En ese momento comienza la pasión de la joven Isabel, ya que sin dolor no hay verdadera santidad. Expulsada, por su cuñado Enrique, de la Wartburg se confía a la dirección espiritual de maese Conrado de Marburgo e ingresa, en su condición de laica, a la Tercera Orden de la familia franciscana, recientemente instituida por san Francisco de Asís.

Es en esta breve etapa de su vida que se forja su madurez humana y sobrenatural y en la cual se manifiesta con mayor intensidad su devoción por los pobres y la pobreza, afianzándose en la sublime espiritualidad del “Poverello” ya que, como lo nota fray Agustín Gemelli, “Francisco no amó a los hombres por los hombres y por la satisfacción de sentirse bueno, como ciertos filántropos modernos. Los amó, sobre todo, por amor de Dios… y amó a las criaturas convirtiéndolas en fuente de gozo…”

Isabel, como su padre san Francisco, cantó también las loas del Señor: “loado seas, mi Señor, por todas tus criaturas…por el hermano sol… por la hermana luna…por las estrellas y el viento… por el agua y el fuego y la hermana madre tierra…”, mas no como un panteísta ecológico de nuestro agnóstico siglo, sino como un ferviente juglar de las huellas trinitarias en la Creación.

También Isabel recitó con frecuencia la transformadora plegaria: “Señor, haz de mí un instrumento de tu paz… donde haya odio ponga yo amor… donde haya tristeza ponga yo alegría…”, la perfecta alegría que fray Francisco enseñaba a fray León que se encuentra en la persecución y que debiéramos evocar en este mundo de ensoberbecimiento humano ya que, para llegar a Dios, se necesita la humildad y “todos los peligros y ruinas… no han provenido de otra causa que de la rebelión de la cabeza…” (“Florecillas”).

Nuestra santa vivió en plenitud los objetivos de la Tercera Orden, tal como lo destaca Benedicto XVI en su recentísimo “Jesús de Nazareth”: “la Tercera Orden significa aceptar con humildad la propia tarea de la profesión secular y sus exigencias, allí donde cada uno se encuentre, pero aspirando al mismo tiempo a la más íntima comunión con Cristo…”

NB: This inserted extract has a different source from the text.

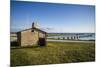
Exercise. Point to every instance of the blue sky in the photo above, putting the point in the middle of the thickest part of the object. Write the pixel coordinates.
(67, 18)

Isabel pasó a la vida celestial en noviembre de 1231 y fue canonizada rápidamente en 1235. Sus reliquias se conservaron en Marburgo hasta que fueron profanadas por la barbarie protestante de Felipe de Hesse en 1539, trasladándolas a un lugar desconocido.

Santa Isabel de Hungría se sitúa en la larga estela de reyes surgidos de esta noble nación de la antigua cristiandad: san Esteban, san Emerico, san Ladislao y el beato Carlos IV de Habsburgo (+ 1922).

Es patrona universal de las obras de caridad y su fiesta litúrgica se celebra el 19 de noviembre.

De su oficio rescato como perla esta bella antífona: “ave gemma speciosa / mulierum sidus, rosa / ex regali stirpe nata / nunc in coelis coronata / salve, rosa pietatis / salve, flors Hungariae / salve, fulgens margarita / in coelestis sede sita / roga regem Majestatis / ut nos salvet hodie / lumen mittens caritatis / ac coelestis gratiae”.